It's remarkable how many of these beggars / scroungers have dogs.  I've heard it said that puppies or old dogs are the best for conning gullible people out of their hard earned cash.  When the dog have served their purpose they are swapped for new ones.  Well, how can they afford to keep dogs if they have no money?  The dogs are simply 'props'.

I never give beggars money, and if they get aggressive, they soon regret it.


----------



## RadishRose (Feb 6, 2017)

I have given a few dollars when asked, but this has only happened to me a few times.

A woman I know told me her husband was once driving past a man who held a sign: "Will work for food". Hubby stopped, invited the man to help rake leaves in their yard and the beggar refused, saying he just wanted a few dollars if that was possible!

A few months ago, while driving past the side of a Wendy's Burgers on the way into a shopping area, I saw a man in the drive-through hand a Wendy's bag out of his car window to a man who was on foot. The following week I was there again and saw the man who was on foot now sitting on the curb behind the Wendy's with a cardboard sign  that read "need food".

Where I live and where I go, I generally don't see beggars. If a person asks and doesn't seem aggressive, I'll give him/her something. It may be for food, bus fare, shoes, cigarettes, illegal drugs- anything, but I don't expect a beggar to be honest if it's for something illegal, so I might as well just give a few bucks or some change. You never know.


----------



## Knight (Feb 6, 2017)

I would give loose change to any and all of the ones listed, professional beggars or not. Loose change as opposed to pulling out my wallet to hand over paper money won't make any difference since I don't accumulate a pocket full of change.


----------



## jujube (Feb 6, 2017)

The "corner beggars" in my area are well-organized, being picked up by vans at the end of the day.  This is a business, as far as I am concerned, and not a business I support.

I choose to support the charities that provide help to the needy.  On occasion, I have given money directly to people. Two extreme examples:

A cleanly-dressed woman approached me in a shopping center parking lot, saying that she had come out without her purse and was out of gas.  Would I give her $2 to get enough gas to get home.  She said she was very embarrassed to have to ask.  I reached in my pocket and found $3, which I gave her.  Then I went into the store.  When I came out, I saw her being picked up by a man in a car.  As I was pulling out, I saw them drive by and I was behind them leaving the parking lot.  They immediately pulled into a liquor store, got out and went in.  Needed gas, my a$$.....

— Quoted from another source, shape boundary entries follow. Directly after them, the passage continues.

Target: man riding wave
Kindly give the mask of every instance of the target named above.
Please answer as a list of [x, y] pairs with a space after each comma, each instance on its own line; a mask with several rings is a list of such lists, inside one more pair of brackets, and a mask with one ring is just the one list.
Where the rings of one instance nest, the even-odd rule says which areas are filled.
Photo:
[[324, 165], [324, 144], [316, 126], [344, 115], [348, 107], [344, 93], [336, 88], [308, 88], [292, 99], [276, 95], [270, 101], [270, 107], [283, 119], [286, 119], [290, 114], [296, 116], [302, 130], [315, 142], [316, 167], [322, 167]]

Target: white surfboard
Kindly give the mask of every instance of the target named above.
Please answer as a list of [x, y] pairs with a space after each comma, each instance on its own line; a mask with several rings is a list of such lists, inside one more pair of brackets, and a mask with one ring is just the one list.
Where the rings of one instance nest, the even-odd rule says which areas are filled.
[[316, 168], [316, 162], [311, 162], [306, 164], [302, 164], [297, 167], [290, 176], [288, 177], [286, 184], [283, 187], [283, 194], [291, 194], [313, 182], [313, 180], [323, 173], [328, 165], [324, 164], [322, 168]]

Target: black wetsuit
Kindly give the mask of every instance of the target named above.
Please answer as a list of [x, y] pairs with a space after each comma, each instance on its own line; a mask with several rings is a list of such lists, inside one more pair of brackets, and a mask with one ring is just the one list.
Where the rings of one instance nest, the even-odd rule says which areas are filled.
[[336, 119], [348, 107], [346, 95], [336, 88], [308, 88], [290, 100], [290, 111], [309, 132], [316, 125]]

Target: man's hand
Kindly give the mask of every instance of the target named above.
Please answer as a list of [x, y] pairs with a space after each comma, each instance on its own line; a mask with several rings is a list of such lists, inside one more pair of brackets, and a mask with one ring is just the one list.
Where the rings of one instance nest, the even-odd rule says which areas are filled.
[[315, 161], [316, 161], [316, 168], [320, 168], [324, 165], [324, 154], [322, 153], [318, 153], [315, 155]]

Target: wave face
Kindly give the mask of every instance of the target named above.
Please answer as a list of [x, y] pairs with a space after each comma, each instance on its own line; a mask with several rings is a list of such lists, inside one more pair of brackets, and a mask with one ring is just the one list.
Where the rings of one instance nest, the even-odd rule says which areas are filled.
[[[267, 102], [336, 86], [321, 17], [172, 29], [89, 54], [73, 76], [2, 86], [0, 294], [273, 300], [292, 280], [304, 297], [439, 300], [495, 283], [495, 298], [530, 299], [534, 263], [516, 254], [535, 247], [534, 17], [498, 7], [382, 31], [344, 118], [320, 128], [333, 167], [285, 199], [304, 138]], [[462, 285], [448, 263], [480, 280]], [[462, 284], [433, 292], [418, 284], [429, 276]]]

Another time, I was approached by a youngish man who said he was hitchhiking on the highway, trying to get home to a Midwest city which was coincidentally my home town.  He said he needed 47 more cents to buy a hamburger.  We spoke for a few minutes and then I handed him a $5 bill.  He thanked me profusely and kissed my hand, telling me I was a true lady and an angel.  I saw him walking into the McDonald's so I'm pretty sure he was going to actually buy food.  

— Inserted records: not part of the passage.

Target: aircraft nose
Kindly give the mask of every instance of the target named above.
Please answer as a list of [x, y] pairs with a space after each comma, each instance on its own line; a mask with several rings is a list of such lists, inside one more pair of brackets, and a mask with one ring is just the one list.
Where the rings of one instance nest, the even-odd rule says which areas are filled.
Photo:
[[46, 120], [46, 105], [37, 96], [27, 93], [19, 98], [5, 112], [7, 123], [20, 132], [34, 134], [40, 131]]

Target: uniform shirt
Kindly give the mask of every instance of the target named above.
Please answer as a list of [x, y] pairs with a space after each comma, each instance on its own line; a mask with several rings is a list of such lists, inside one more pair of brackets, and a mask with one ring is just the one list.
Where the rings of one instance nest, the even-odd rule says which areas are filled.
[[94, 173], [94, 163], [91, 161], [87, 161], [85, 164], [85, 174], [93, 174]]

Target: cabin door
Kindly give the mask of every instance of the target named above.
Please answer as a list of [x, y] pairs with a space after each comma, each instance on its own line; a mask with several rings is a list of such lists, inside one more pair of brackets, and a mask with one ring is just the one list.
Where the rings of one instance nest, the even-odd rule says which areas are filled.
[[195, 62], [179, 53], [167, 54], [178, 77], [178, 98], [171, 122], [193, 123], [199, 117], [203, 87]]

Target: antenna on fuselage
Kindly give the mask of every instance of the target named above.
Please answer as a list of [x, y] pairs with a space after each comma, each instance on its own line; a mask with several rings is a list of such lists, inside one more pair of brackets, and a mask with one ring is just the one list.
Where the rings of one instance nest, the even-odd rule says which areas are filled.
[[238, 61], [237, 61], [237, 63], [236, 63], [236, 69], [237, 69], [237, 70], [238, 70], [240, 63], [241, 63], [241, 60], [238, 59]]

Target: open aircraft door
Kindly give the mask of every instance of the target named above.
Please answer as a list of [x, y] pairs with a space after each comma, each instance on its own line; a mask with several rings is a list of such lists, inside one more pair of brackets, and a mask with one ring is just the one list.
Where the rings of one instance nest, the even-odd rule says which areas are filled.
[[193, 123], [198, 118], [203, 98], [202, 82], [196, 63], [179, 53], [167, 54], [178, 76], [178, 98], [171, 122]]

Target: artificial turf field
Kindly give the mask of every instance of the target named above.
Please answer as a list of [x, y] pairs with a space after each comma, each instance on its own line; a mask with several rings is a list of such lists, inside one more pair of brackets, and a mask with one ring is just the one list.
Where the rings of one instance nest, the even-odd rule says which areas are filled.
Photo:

That said, I'd probably be a sucker for a woman wanting money for her children's food.


----------



## Lon (Feb 6, 2017)

This was a first for me but last week as I came out of a Walgreen's Pharmacy there was a old (looked old) bearded man sitting on a bench, No sign and didn't have his hand out or say anything. I handed him a handful of bills from my pocket and he nodded his thanks. I can't  believe I did that because I usually ignore all beggers


----------



## RadishRose (Feb 6, 2017)

How do you know he was a beggar?


----------



## Wilberforce (Feb 6, 2017)

Thank you for all the answers so far, for those who said no I have no more questions but appreciate your input.

Aunt Bea, interesting that you said you would give for any reason even a fix, as that was going to be ne of my questions.



 So, if anyone of the cases I mentioned in my first post asked if you would take them for a meal what would you do?  Let us presume for the moment there was no available charity facility they could go to.


----------



## applepie_luvr (Feb 6, 2017)

Great topic! Scary stuff dpwspringer. We don't have a lot of panhandlers in small town Canada.  You do see transients with signs in the summer months looking for money. I normally reply with a "can I buy you a burger, sandwich, and coffee". They always decline. I give more than I should to the homeless via the Salvation Army.


----------



## Lon (Feb 6, 2017)

RadishRose said:


> How do you know he was a beggar?


 I didn't know and it didn't matter. From the way he was dressed and the cuts on his face I figure he was in need.


----------



## Wilberforce (Feb 6, 2017)

Those who give to charities etc are to be commended, I myself work at a church meal service and cook each week but the questions were not about referring folks to them. I also know several people who live alone with a bit of help under etreme circumstance but it is not what I wanted to find out.

It started  among volunteers as a conversation in regard to a homeless shelter, there are many folks who will not go to them for reasons I will not go into here and it was wondered just how many people would respond to people in different situations asking for money and this is what I am trying to find out.

Some of you have answered that they would not give under any circumstances, others  have said they would if they were sure of the reason, and a few have said they would without any need to know etc, one or two even gave more than was asked for. Some said no because they believe that some people make a living out of begging and feel that they don't deserve it, and many have said there are other ways of getting help.

My personal view which I haven't said yet s that yes I would give the change, if I had none I would give a few dollars. I would not care what they needed it for, if their immediate need was a fix I could not withhold the cash for that reason, it is their immediate need and I feel certain it is dire.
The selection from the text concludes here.